MADINA ( Mandailing Online ) – Komisi Pemilihan Umum (KPU) Mandailing Natal (Madina) siap melaksanakan apapun keputusan yang dikeluarkan oleh Bawaslu. Hal ini dikarenakan keputusan yang dikeluarkan oleh Bawaslu adalah mutlak dan harus dilaksanakan oleh KPU. Hal ini disampaikan oleh Ketua KPU Madina, M. Ikhsan Matondang melalui telepon, Jum’at (15/11/2024).

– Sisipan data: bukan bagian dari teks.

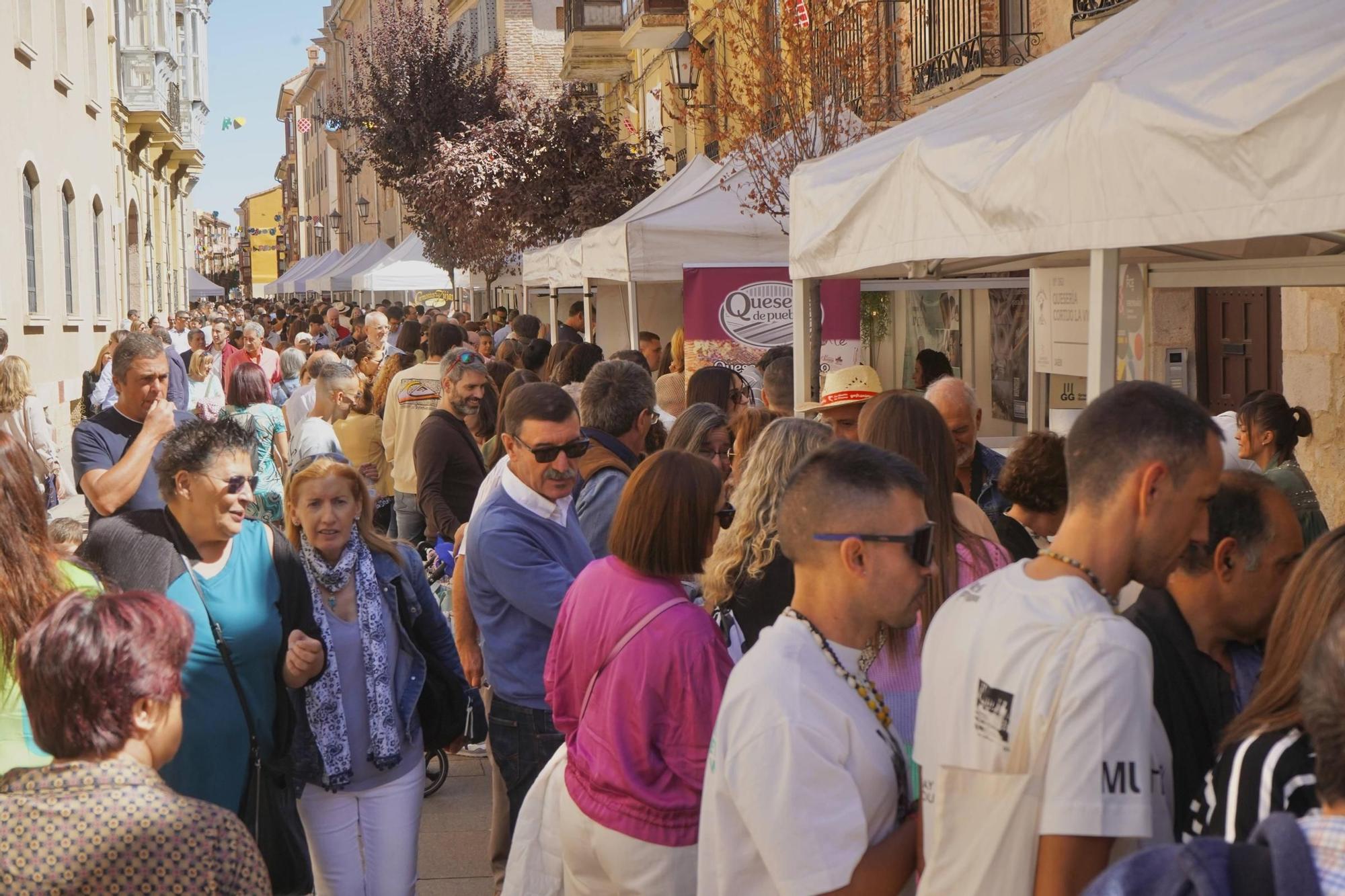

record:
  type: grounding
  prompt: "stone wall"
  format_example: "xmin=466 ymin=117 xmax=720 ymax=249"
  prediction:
xmin=1280 ymin=286 xmax=1345 ymax=526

Pernyataan Ikhsan ini disampaikan menanggapi adanya laporan Tim Pemenangan Harun – Ichwan (ON MA) kepada Bawaslu Sumatra Utara. Menurut Ikhsan, laporan terhadap KPU Madina ini hingga saat ini belum diterima oleh Sekretariat KPU Madina.

“Hingga saat ini belum ada salinan laporan itu yang kami terima dari Bawaslu Propinsi. Namun, jika nantinya keluar keputusan untuk menTMS-kan Paslon Saifullah- Atika karena LHKPN itu, kami siap melaksanakannya. Hanya saja, jika nantinya keluar rekomendasi maka komisioner KPU akan segera gelar pleno untuk memutuskan apakah harus di TMS-kan atau tidak,” jelas Ikhsan.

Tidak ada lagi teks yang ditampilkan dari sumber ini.